Though he is most at ease playing along with others, to his credit, Cartsonis’ accomplishments in the world of film and television scoring are extensive. Despite not really fitting in with all that Hollywood represents, he has certainly added to some of the industry’s rootsier projects, such as his collaboration with long time partner, and former Brian Wilson lyricist, Van Dyke Parks for the AMC Award winning, Broken Trail. A Sundance Composer’s Fellow, Cartsonis’ most recent effort with Parks, found him paying respects to the man whose music helped shaped his youth, that is with “Note of Hope,” his contribution to the Hank Williams: Lost Notebooks style, Woody Guthrie project of the same name.
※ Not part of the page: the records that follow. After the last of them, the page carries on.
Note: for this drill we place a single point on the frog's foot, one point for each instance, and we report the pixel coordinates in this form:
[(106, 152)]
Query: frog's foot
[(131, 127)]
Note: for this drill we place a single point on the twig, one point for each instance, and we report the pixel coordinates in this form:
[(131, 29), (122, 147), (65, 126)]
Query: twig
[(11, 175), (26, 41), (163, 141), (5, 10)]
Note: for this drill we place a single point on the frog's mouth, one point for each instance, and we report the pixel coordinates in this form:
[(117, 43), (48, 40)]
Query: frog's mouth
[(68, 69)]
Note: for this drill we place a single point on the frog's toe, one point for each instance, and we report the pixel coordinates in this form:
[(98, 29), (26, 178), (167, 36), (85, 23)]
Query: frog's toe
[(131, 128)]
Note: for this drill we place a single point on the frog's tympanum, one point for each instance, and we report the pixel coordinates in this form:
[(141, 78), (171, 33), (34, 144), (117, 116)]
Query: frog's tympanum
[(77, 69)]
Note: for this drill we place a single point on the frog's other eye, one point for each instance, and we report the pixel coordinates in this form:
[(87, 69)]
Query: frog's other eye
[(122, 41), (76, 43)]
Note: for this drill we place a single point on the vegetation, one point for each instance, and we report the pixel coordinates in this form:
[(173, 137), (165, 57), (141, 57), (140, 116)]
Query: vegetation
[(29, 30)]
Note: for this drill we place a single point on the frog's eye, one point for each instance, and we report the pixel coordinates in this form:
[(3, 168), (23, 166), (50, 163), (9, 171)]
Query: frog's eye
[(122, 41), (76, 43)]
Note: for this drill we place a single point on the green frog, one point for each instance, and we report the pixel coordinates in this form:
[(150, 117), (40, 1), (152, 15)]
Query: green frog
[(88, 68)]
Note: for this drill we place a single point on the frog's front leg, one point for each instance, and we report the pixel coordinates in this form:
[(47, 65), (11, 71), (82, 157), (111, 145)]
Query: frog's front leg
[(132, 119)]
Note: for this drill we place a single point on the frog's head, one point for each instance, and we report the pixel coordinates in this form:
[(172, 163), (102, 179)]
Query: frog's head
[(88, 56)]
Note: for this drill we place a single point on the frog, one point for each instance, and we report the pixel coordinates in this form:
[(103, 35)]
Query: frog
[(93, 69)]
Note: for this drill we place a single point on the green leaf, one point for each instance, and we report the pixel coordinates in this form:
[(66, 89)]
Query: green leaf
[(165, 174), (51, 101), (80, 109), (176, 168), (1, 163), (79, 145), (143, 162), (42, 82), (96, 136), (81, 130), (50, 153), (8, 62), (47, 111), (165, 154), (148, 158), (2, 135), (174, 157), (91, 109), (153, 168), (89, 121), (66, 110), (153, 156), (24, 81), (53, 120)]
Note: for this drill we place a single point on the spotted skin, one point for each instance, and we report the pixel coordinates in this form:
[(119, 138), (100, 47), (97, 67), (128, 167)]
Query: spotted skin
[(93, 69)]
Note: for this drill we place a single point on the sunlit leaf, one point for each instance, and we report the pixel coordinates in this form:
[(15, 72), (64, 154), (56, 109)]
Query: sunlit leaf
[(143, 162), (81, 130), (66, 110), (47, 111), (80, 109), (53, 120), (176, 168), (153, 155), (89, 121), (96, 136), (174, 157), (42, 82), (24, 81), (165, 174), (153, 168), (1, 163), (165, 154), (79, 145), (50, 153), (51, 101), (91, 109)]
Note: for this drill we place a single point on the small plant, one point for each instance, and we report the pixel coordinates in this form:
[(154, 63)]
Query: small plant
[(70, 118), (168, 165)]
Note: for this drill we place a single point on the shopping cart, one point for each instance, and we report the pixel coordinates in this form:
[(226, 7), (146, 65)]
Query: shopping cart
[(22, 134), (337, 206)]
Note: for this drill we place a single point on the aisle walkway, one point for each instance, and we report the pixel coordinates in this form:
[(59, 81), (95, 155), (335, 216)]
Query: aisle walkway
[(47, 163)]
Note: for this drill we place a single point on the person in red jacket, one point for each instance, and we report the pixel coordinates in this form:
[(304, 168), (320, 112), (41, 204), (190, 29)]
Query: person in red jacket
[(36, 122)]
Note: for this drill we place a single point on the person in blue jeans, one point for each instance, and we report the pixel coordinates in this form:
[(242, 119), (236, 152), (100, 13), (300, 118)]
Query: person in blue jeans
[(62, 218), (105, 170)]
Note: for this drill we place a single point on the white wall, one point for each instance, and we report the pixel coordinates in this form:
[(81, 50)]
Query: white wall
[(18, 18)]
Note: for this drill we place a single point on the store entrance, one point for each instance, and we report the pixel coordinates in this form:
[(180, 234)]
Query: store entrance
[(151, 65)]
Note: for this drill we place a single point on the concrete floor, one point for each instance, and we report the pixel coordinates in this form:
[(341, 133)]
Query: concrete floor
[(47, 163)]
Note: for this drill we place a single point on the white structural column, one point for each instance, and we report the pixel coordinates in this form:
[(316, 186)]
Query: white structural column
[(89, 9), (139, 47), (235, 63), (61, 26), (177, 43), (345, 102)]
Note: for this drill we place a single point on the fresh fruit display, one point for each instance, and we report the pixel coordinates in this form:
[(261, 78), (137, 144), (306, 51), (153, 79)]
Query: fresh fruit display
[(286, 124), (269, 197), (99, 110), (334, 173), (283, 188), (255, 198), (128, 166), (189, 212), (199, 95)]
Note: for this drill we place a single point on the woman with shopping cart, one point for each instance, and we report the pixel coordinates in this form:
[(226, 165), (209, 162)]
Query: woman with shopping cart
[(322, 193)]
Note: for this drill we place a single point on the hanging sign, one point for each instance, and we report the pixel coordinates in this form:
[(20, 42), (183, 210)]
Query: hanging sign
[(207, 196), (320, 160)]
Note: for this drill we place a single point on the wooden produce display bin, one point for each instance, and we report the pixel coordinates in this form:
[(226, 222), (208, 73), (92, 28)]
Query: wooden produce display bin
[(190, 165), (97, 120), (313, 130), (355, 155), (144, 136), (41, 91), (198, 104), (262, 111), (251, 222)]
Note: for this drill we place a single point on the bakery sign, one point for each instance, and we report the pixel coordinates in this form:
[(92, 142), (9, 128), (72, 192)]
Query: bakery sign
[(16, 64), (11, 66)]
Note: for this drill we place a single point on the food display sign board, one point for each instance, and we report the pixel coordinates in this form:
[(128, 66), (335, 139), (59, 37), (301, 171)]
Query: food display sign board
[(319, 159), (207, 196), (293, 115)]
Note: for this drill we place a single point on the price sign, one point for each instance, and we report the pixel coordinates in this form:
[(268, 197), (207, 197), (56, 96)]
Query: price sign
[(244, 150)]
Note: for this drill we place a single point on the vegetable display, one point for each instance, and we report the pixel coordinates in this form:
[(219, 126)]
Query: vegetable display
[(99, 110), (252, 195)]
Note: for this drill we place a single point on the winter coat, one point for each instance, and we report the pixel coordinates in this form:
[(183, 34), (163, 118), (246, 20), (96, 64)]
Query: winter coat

But Cartsonis isn’t one to brag about his own accomplishments, a condition that truly sets him apart from most in this town. Despite having the same comedic and musical chops as artists like Arlo Guthrie, Randy Newman and John Prine, Cartsonis simply isn’t comfortable in the limelight. And though songs like his original, moody yet witty, “Yuletide in a Double Wide,” exemplify his satirical ability, he is far more comfortable in the role of one of Sin City’s most fascinating and influential sidemen. Because, at the core, Matt Cartsonis ain’t nothin’ but a picker who loves to add his take on whatever is thrown at him.